CTX PROTECTION SOCIALE, 31 janvier 2025 — 23/00955

Déclare la demande ou le recours irrecevable Cour de cassation — CTX PROTECTION SOCIALE

Texte intégral

MINUTE N° :

TRIBUNAL JUDICIAIRE DE LYON

POLE SOCIAL - CONTENTIEUX GENERAL

REPUBLIQUE FRANCAISE AU NOM DU PEUPLE FRANCAIS

JUGEMENT DU :

MAGISTRAT :

ASSESSEURS :

DÉBATS :

PRONONCE :

AFFAIRE :

NUMÉRO R.G :

31 janvier 2025

Albane OLIVARI, présidente

Dominique DALBIES, assesseur collège employeur Fabienne AMBROSI, assesseur collège salarié

assistées lors des débats et du prononcé du jugement par Sophie RAOU, greffière

tenus en audience publique le 18 octobre 2024

jugement réputé contradictoire, rendu en dernier ressort, le 31 Janvier 2025 par le même magistrat

CAF DU RHONE C/ Madame [Z] [K]

N° RG 23/00955 - N° Portalis DB2H-W-B7H-X7QS

DEMANDERESSE

CAF DU RHONE, dont le siège social est sis [Adresse 1] représentée par Mme [W] [M], munie d’un pouvoir

DÉFENDERESSE

Madame [Z] [K], demeurant [Adresse 2] non comparante, ni représentée

Notification le : Une copie certifiée conforme à :

CAF DU RHONE [Z] [K] Une copie revêtue de la formule exécutoire :

CAF DU RHONE Une copie certifiée conforme au dossier

EXPOSE DU LITIGE

[Z] [K] épouse [S] est allocataire auprès de la Caisse d'allocations familiales du Rhône, qui lui verse une allocation adulte handicapé. Cette allocation est servie sous conditions de ressources notamment.

Mme [K] déclarait ainsi ses revenus tous les trimestres, comme l'exigeait le fait qu'elle était salariée.

Un échange entre la CAF et l'administration fiscale mettait en exergue pour l'année 2015 une différence entre les revenus perçus par son mari et ceux que le couple avait déclarés à la CAF, en raison d'une confusion intervenue entre le salaire net à payer et le salaire imposable mentionnés sur les bulletins de salaire. Il en découlait que le montant de l'AAH perçue par Mme [K] avait été surévalué et un indu d'un montant de 2 074,02 euros était notifié pour la période courant de juillet 2015 à mars 2016. Cet indu a été en partie soldé par une retenue sur un rappel de droits concernant une période où les droits de Mme [K] avaient été suspendus, ramenant la dette à la somme de 1 112,94 euros.

Une nouvelle différence entre les revenus réellement percus par Mme [K] et ceux déclarés auprès de la CAF apparaissait en 2019, selon consultation du fichier de données du service du centre des impôts. Le recalcul des droits selon ces nouveaux éléments faisait apparaître que Mme [K] avait perçu indument 1 880,34 euros pour la période de mai 2017 à mars 2018.

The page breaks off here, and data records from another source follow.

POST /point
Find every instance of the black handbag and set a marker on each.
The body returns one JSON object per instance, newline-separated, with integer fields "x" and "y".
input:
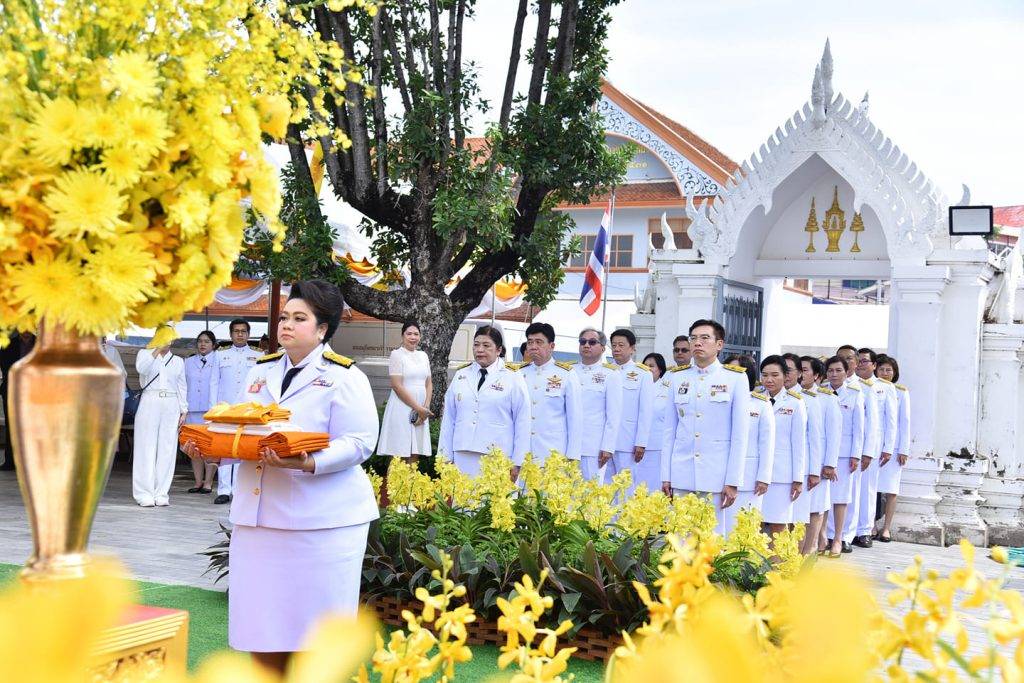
{"x": 132, "y": 399}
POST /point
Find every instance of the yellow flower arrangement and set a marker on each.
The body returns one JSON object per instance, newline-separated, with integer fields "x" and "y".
{"x": 131, "y": 136}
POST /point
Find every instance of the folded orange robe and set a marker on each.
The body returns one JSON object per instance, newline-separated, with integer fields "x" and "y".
{"x": 247, "y": 414}
{"x": 247, "y": 446}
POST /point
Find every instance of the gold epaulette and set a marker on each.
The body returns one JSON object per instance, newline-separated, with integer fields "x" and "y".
{"x": 338, "y": 359}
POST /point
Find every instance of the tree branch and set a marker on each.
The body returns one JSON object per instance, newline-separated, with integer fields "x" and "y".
{"x": 540, "y": 52}
{"x": 506, "y": 111}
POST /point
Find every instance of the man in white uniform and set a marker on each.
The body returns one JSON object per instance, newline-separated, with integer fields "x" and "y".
{"x": 601, "y": 385}
{"x": 556, "y": 411}
{"x": 233, "y": 363}
{"x": 707, "y": 424}
{"x": 638, "y": 395}
{"x": 886, "y": 404}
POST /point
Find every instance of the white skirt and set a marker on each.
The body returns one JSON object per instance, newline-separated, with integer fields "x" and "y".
{"x": 776, "y": 506}
{"x": 283, "y": 582}
{"x": 399, "y": 437}
{"x": 890, "y": 475}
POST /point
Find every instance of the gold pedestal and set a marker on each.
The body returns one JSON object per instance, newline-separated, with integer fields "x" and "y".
{"x": 66, "y": 402}
{"x": 147, "y": 644}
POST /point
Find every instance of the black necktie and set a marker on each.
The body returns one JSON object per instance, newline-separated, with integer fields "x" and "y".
{"x": 289, "y": 376}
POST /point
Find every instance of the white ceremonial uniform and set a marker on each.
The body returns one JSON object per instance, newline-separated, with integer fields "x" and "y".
{"x": 555, "y": 410}
{"x": 601, "y": 388}
{"x": 851, "y": 403}
{"x": 760, "y": 459}
{"x": 891, "y": 473}
{"x": 706, "y": 430}
{"x": 494, "y": 416}
{"x": 634, "y": 425}
{"x": 233, "y": 364}
{"x": 156, "y": 445}
{"x": 790, "y": 465}
{"x": 886, "y": 402}
{"x": 833, "y": 437}
{"x": 299, "y": 538}
{"x": 202, "y": 377}
{"x": 648, "y": 470}
{"x": 815, "y": 453}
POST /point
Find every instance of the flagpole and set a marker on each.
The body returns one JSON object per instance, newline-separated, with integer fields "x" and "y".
{"x": 607, "y": 259}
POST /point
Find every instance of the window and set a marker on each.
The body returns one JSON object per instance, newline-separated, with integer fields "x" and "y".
{"x": 678, "y": 226}
{"x": 621, "y": 255}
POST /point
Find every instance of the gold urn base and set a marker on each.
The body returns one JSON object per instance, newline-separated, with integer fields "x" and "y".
{"x": 66, "y": 401}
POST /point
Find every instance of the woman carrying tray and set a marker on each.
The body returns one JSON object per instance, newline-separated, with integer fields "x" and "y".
{"x": 301, "y": 522}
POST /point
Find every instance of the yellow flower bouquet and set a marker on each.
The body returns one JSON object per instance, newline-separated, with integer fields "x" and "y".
{"x": 130, "y": 140}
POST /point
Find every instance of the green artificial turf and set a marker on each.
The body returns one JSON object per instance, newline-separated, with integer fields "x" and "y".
{"x": 208, "y": 630}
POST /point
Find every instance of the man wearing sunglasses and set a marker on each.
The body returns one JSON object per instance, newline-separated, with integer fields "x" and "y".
{"x": 602, "y": 403}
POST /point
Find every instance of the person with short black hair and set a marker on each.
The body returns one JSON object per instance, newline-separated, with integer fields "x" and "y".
{"x": 638, "y": 394}
{"x": 233, "y": 363}
{"x": 406, "y": 427}
{"x": 486, "y": 407}
{"x": 851, "y": 403}
{"x": 300, "y": 523}
{"x": 708, "y": 424}
{"x": 556, "y": 409}
{"x": 891, "y": 470}
{"x": 602, "y": 403}
{"x": 202, "y": 376}
{"x": 681, "y": 352}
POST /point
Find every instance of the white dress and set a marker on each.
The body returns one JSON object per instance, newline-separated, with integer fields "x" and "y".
{"x": 398, "y": 435}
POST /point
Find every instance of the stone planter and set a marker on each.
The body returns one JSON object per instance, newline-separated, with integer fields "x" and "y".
{"x": 960, "y": 483}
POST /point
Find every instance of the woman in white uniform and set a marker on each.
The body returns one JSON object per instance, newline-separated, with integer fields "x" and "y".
{"x": 412, "y": 390}
{"x": 760, "y": 447}
{"x": 201, "y": 378}
{"x": 648, "y": 470}
{"x": 790, "y": 464}
{"x": 301, "y": 523}
{"x": 161, "y": 411}
{"x": 891, "y": 471}
{"x": 486, "y": 407}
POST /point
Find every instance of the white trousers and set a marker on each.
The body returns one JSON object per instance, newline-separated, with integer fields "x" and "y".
{"x": 225, "y": 476}
{"x": 716, "y": 500}
{"x": 868, "y": 499}
{"x": 590, "y": 470}
{"x": 156, "y": 447}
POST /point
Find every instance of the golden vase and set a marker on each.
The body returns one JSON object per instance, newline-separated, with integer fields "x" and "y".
{"x": 66, "y": 402}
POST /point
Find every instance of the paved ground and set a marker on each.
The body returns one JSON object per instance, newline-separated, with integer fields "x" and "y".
{"x": 162, "y": 544}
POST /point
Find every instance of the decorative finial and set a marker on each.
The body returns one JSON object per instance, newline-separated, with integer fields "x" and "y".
{"x": 826, "y": 72}
{"x": 863, "y": 105}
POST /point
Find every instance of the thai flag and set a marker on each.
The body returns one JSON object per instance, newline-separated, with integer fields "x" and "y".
{"x": 593, "y": 278}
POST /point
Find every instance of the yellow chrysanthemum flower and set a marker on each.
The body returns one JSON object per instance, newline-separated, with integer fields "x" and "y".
{"x": 85, "y": 202}
{"x": 55, "y": 131}
{"x": 134, "y": 76}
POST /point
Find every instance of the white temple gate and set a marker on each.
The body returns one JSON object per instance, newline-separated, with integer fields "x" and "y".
{"x": 955, "y": 316}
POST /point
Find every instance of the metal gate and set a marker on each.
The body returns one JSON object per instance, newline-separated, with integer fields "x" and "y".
{"x": 739, "y": 307}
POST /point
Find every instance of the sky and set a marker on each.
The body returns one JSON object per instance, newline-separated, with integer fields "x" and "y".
{"x": 945, "y": 78}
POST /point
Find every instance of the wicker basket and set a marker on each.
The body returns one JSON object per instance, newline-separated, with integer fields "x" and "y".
{"x": 591, "y": 644}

Malgré les notifications adressées par la CAF à Mme [K] pour qu'elle régularise ces indus, aucun paiement n'intervenait. La CAF mettait alors Mme [K] en demeure de rembourser la somme de 2 993,28 euros, selon mise en demeure reçue par l'allocataire le 6 octobre 2019.

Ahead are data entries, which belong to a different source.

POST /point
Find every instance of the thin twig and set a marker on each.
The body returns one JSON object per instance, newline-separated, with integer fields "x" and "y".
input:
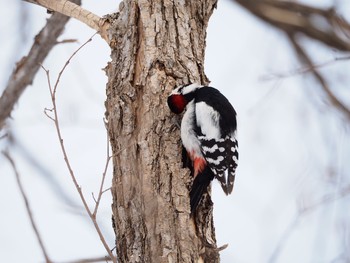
{"x": 103, "y": 179}
{"x": 65, "y": 155}
{"x": 65, "y": 7}
{"x": 91, "y": 260}
{"x": 27, "y": 67}
{"x": 68, "y": 61}
{"x": 29, "y": 210}
{"x": 303, "y": 70}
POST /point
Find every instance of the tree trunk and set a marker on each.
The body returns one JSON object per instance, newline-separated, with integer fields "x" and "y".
{"x": 156, "y": 45}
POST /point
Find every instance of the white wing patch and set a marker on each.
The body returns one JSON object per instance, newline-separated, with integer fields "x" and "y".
{"x": 208, "y": 120}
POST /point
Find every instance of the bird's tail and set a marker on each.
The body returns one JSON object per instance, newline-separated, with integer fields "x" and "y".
{"x": 199, "y": 186}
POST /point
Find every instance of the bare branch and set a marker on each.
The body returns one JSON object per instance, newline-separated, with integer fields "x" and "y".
{"x": 65, "y": 155}
{"x": 307, "y": 60}
{"x": 26, "y": 202}
{"x": 294, "y": 17}
{"x": 303, "y": 70}
{"x": 100, "y": 193}
{"x": 70, "y": 9}
{"x": 92, "y": 260}
{"x": 28, "y": 66}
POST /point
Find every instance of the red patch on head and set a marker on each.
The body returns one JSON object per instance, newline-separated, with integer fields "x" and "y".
{"x": 177, "y": 103}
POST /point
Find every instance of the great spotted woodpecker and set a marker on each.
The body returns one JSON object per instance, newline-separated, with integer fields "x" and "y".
{"x": 208, "y": 134}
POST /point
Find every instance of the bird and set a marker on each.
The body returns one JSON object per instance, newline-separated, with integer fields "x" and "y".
{"x": 208, "y": 135}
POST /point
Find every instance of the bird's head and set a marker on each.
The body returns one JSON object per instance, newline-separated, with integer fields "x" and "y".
{"x": 181, "y": 96}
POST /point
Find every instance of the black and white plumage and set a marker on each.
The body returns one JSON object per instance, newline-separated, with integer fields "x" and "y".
{"x": 208, "y": 133}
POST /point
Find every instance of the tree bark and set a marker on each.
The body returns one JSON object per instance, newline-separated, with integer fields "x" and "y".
{"x": 156, "y": 45}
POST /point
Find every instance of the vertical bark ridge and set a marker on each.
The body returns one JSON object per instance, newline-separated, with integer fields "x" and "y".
{"x": 155, "y": 46}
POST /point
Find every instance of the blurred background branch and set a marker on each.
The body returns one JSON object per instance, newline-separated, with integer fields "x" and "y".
{"x": 26, "y": 69}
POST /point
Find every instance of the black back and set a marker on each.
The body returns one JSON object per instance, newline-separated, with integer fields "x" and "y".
{"x": 215, "y": 99}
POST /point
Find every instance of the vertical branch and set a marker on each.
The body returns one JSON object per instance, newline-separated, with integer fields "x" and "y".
{"x": 29, "y": 210}
{"x": 55, "y": 119}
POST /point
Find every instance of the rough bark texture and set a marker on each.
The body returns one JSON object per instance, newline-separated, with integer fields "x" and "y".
{"x": 155, "y": 46}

Cette mise en demeure restant vaine, la CAF faisait délivrer successivement deux contraintes concernant la même dette à Mme [K] : l'une, en date du 28 septembre 2020, dont Mme [K] prenait connaissance le 1er octobre 2020, l'autre en date du 27 janvier 2021, dont l'accusé de réception ne mentionne pas la date à laquelle elle a été notifiée, mais comporte le cachet daté du jour auquel la CAF a réceptionné le retour de l'accusé de réception, soit le 13 février 2021.

Par soit-transmis du 2 mars 2023, le pôle de la proximité et de la protection du tribunal judiciaire de Lyon faisait part au pôle social de ce que Mme [K] avait manifesté le souhait de contester la contrainte émise par la CAF le 27 janvier 2021, à l'occasion de l'audience de saisie des rémunérations du 17 novembre 2022.

Un courrier en ce sens, déposé le 12 décembre 2022 à l’adresse du pôle de proximité et de protection, était transmis au pôle social. Mme [K] exposait avoir toujours procédé à la déclaration de ses revenus, elle s'interrogeait sur la prescription, s'agissant du recouvrement d'indus concernant des périodes anciennes, et faisait part de son incompréhension quant à l'incohérence du montant des sommes qui lui étaient réclamées.

Mme [K] se présentait à l'audience du 15 mars 2024, sans développer de nouveaux arguments. Un renvoi était décidé pour que la CAF lui communique ses écritures, aux termes desquelles elle soulevait à titre principal l'irrecevabilité de l'opposition formée par Mme [K], en raison de la forclusion. A titre subsidiaire, elle estimait être bien-fondée à réclamer la condamnation de Mme [K] à rembourser des indus dont elle précise le décompte et au sujet desquels elle souligne l'existence d'actes interruptifs de prescription.

La décision a été mise en délibéré au 20 décembre 2024, finalement prorogé au 31 janvier 2025.

MOTIVATION

Aux termes de l'article R. 133-3 alinéa 3 du code de la sécurité sociale, l'opposition doit être formée dans les quinze jours à compter de la notification ou de la signification de la contrainte, elle doit être motivée et une copie de la contrainte doit lui être jointe.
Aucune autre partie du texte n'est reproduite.